The levels of urinary ATPSβ and ATPSβ cleavage products were measured in rats following induction of diabetes by administration of streptozotocin (to kill pancreatic beta cells). As shown in FIG. 9, three weeks after streptozotocin administration significant elevated levels of both ATPSβ and ATPSβ cleavage product were detectable.


The role of urinary ATPSβ as a marker in chronic kidney disease was also assessed using the db/db mouse model system (see, Sharma et al., 2003). As shown in FIG. 10, db/db mice showed significantly increased levels of urinary full length and cleaved ATPSβ, whereas renal levels of ATPSβ decreased as compared to heterozygous db/m animals.


These studies further demonstrate the broader effectiveness of ATPSβ as a marker for mitochondria dysfunction in disease. In particular, elevated levels of urinary ATPSβ and ATPSβ cleavage products were shown to correlate with the onset of both diabetic nephropathy and chronic kidney disease.


Example 3
ATPSβ can be Used to Monitor Recovery for Mitochondrial Dysfunction

Formoterol has been demonstrated to restore mitochondrial function following ischemia/reperfusion induced AKI (Jesinkey et al., 2014, incorporated herein by reference). To determine if ATPSβ levels could be used to monitor recovery in treated animals, male C57BL/6 were subjected to 20 min of ischemia followed by reperfusion. Mice were treated daily starting at 24 h after I/R with vehicle or formoterol. Urinary ATPSβ levels were then tested in treated or control animals. As shown in FIG. 11, full length (A) and cleaved (B) urinary ATPSβ levels were both decreased in the formoterol-treated animals indicating that ATPSβ level can be used to monitor recovery from mitochondria dysfunction.


Example 4
Studies in Humans and Mouse Models of AKI
Materials and Methods

Animals and Treatments


Eight-week-old male C57BL6 mice weighing 25-30 g were divided into naïve, sham or I/R groups. Mice in I/R group were subjected to bilateral renal pedicle ligation as described previously (Funk et al., 2012). Briefly, renal artery and vein were isolated and blood flow was occluded with a vascular clamp for 5, 10 and 15 min, and mice were euthanized at 24 h after procedure, at which time serum and urine were collected from all mice and kidneys harvested for further analysis. A separate 15 min ischemia experiment was conducted as described above and mice were euthanized at 72 and 144 h after procedure, at which time serum and urine were collected from all mice and kidneys harvested for further analysis. Appropriate sham controls were maintained in all the above-mentioned experiments. All procedures involving animals were performed with approval from the IACUC in accordance with the NIH Guide for the Care and Use of Laboratory Animals.


Human Urine Samples


A subset of human urine samples from a recently published study were used in further studies. All of the details of sample collection, processing, informed content and inclusion/exclusion criteria are provided in Alge et al., 2013, incorporated herein by reference.
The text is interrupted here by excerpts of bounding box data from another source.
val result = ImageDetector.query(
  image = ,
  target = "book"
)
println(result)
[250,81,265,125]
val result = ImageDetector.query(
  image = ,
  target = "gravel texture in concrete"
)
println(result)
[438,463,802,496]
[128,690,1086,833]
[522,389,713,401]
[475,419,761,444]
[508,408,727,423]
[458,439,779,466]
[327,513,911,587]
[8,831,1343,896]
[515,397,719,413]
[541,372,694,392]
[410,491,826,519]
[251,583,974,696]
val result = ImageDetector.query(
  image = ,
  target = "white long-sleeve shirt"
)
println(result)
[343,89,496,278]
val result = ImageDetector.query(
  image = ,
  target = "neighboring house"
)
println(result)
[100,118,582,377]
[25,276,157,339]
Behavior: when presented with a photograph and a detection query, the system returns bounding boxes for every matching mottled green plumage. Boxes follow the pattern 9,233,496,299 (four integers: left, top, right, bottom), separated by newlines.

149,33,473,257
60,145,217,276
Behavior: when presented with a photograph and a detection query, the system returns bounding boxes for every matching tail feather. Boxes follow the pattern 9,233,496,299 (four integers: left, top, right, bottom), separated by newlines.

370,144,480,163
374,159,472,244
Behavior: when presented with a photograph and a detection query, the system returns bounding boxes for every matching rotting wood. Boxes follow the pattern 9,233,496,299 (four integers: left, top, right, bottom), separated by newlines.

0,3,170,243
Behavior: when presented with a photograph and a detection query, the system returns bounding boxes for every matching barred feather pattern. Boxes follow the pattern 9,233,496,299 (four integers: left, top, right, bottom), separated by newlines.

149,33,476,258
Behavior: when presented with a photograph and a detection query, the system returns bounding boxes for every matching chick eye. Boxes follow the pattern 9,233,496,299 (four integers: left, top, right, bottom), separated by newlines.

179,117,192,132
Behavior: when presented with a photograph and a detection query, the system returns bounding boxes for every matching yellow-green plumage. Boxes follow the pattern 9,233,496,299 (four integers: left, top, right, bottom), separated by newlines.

Urine samples were obtained as part of NIDDK-funded multicenter trial (NIH #DK080234) to identify prognostic markers in urine after cardiac surgery. Urine was collected from cardiac surgery patients at Duke University, George Washington University, MUSC, and Chattanooga, Tenn. who develop AKI and those who do not. Briefly, urine was collected using a standard operating procedure from patients who had cardiac surgery. Protease inhibitors were added to each sample, supernatant collected after centrifugation at 1000×g, and aliquots frozen at −80° C. Samples were shipped on dry ice where they are kept frozen until needed. Corresponding clinical data including demographics, baseline, collection and maximum values for serum creatinine, electrolytes, type of surgery, cardiopulmonary bypass time, preexisting diseases, dialysis status, days to discharge and mortality status were collected (Table 1). Samples were also collected from patients who had cardiac surgery but did not develop AKI. These samples have been collected by the MUSC CTSA biobank and are linked to medical record numbers so that demographic and clinical information regarding these subjects can be obtained.


Chemicals


Unless stated otherwise, all chemicals and biochemicals were purchased from Sigma Chemical Co. (St. Louis, Mo.). Rabbit polyclonal anti-neutrophil gelatinase-associated lipocalin (NGAL) and mouse monoclonal anti-ATPSβ were purchased from Abcam Inc. (Cambridge, Mass.); and the loading control glyceraldehyde 3-phosphate dehydrogenase (GAPDH) was obtained from Fitzgerald International Inc. (Acton, Mass.). Anti-rabbit and anti-mouse secondary antibodies conjugated with horseradish peroxidase were obtained from Pierce (Rockford, Ill.). All LC-MS/MS reagents were LC-grade pure and purchased from Waters (Milford, Mass.). Protein-A agarose beads used in immunoprecipitation protocol were purchased from Roche (Indianapolis, Ind.).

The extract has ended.